Bereaved parents and special occasions

It doesn’t matter what time of year we loss our child sooner or later we have to deal with family events, our daughter or son’s birthday and the totally unavoidable heartache of Christmas without them. So, how do we do this?
I’m not going to say that it will be easy or just grit your teeth and get on with it. What I would say is don’t make it harder for yourself than it will be. By this I mean don’t plan to have a big celebration, even if you have always been the organiser, hand over the reins to someone else and if on the day you don’t want to go then you can choose not to.

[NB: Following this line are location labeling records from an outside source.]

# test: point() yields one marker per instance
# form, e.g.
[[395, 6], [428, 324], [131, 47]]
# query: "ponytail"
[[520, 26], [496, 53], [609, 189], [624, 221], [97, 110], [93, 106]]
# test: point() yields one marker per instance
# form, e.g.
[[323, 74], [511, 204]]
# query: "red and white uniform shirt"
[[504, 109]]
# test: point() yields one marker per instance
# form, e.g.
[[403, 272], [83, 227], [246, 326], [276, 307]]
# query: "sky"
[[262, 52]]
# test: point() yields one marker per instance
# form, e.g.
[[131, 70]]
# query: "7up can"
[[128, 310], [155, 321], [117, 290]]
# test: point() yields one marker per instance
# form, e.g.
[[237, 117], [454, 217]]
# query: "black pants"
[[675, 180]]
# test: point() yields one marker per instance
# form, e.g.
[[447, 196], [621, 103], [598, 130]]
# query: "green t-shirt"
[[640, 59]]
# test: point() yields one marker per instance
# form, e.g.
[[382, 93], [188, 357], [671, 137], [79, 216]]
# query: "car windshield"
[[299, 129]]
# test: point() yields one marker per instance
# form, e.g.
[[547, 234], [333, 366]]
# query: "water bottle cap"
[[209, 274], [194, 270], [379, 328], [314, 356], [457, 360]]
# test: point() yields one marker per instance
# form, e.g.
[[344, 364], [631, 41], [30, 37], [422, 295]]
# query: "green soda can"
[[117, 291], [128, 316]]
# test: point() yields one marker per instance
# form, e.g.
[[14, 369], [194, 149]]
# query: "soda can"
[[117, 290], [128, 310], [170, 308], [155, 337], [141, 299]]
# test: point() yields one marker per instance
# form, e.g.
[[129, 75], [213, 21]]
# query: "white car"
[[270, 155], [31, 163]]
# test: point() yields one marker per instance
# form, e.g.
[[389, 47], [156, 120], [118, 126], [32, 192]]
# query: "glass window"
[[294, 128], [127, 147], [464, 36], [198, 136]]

Yes, people might not understand why you don’t wish to be all happy and jolly – it’s amazing how soon even our closest friends and family forget the aching void in our hearts – however, they will have to be grown up about your decision and respect it.
Over time we will learn how we wish to confront these times you would rather not. What I might suggest could help you but each of us needs to go at our own pace and what helped me could be completely wrong for you.
During that first excruciating year many of us have little recall of what we did or understand how we managed to survive it. Yet we come to realise, ‘yes, I did manage so perhaps I can find a way to help myself’.
In her book, ‘One Step at a Time / Mourning a Child’ author and bereaved parent, Betty Madill writes about how she was able to deal with the loss of her daughter. Her sources were her Christian faith, The Compassionate Friends, meeting ot8her bereaved parents and writing.